We operate in one reportable industry segment, the development and sale of computer software programs and related services. Our operations are principally in the United States, and we have subsidiaries in Australia, Belgium, France, Germany, the United Kingdom and Singapore. We primarily depend upon our direct sales force to generate revenue in the United States. Sales outside the United States are made through our international sales team as well as third-party distributors and value-added resellers, who generally are responsible for providing technical support and service to customers within their territory.

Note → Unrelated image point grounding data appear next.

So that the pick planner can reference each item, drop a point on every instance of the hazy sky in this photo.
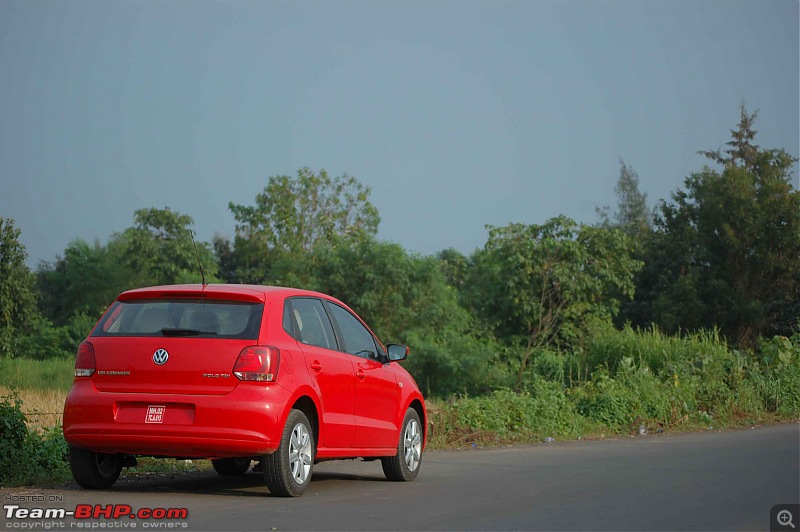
(457, 114)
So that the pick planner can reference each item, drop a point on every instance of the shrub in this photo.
(28, 456)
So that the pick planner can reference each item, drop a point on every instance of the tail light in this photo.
(85, 363)
(257, 363)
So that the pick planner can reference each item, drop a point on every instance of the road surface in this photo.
(725, 480)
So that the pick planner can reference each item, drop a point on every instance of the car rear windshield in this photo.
(190, 318)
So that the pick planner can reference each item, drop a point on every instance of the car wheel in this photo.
(231, 467)
(404, 466)
(93, 470)
(287, 471)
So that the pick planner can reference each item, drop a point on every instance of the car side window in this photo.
(311, 323)
(357, 338)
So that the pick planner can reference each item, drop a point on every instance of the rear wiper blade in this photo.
(168, 331)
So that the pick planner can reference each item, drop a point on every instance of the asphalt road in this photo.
(708, 481)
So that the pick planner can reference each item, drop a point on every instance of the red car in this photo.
(236, 373)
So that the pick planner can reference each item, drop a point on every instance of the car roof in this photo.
(245, 292)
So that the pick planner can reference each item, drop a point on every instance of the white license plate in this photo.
(155, 414)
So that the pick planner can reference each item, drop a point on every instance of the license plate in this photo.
(155, 414)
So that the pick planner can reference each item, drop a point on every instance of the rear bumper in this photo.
(244, 422)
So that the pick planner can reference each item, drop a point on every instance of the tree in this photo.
(17, 301)
(540, 285)
(86, 278)
(726, 250)
(395, 292)
(160, 246)
(741, 151)
(292, 216)
(632, 215)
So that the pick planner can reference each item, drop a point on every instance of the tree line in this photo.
(722, 254)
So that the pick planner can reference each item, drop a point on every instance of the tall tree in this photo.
(292, 215)
(161, 247)
(726, 251)
(17, 301)
(543, 284)
(85, 279)
(632, 215)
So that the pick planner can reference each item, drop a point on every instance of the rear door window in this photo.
(306, 320)
(357, 338)
(182, 317)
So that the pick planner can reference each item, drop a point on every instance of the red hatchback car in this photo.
(236, 373)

Our revenue is derived from three primary sources: (1) new software licenses,
(2) software license updates, technical support and services, and
(3) professional services, which include consulting and training services for
customers without current maintenance agreements. New software license revenue
represents all fees earned from granting customers licenses to use our software
and fees associated with hardware necessary to run our software, and excludes
revenue derived from software license updates, which are included in software
license updates, technical support, and services revenue. Our software master
license agreement provides our customers with the right to use our software
either perpetually, which we refer to as perpetual licenses, or during a defined
term, generally for one to four years, which we refer to as term licenses. For
the year ended March 31, 2009, perpetual licenses represented approximately 93%
of software license revenue. For the years ended March 31, 2008 and 2007,
perpetual licenses represented approximately 97% of software license revenue.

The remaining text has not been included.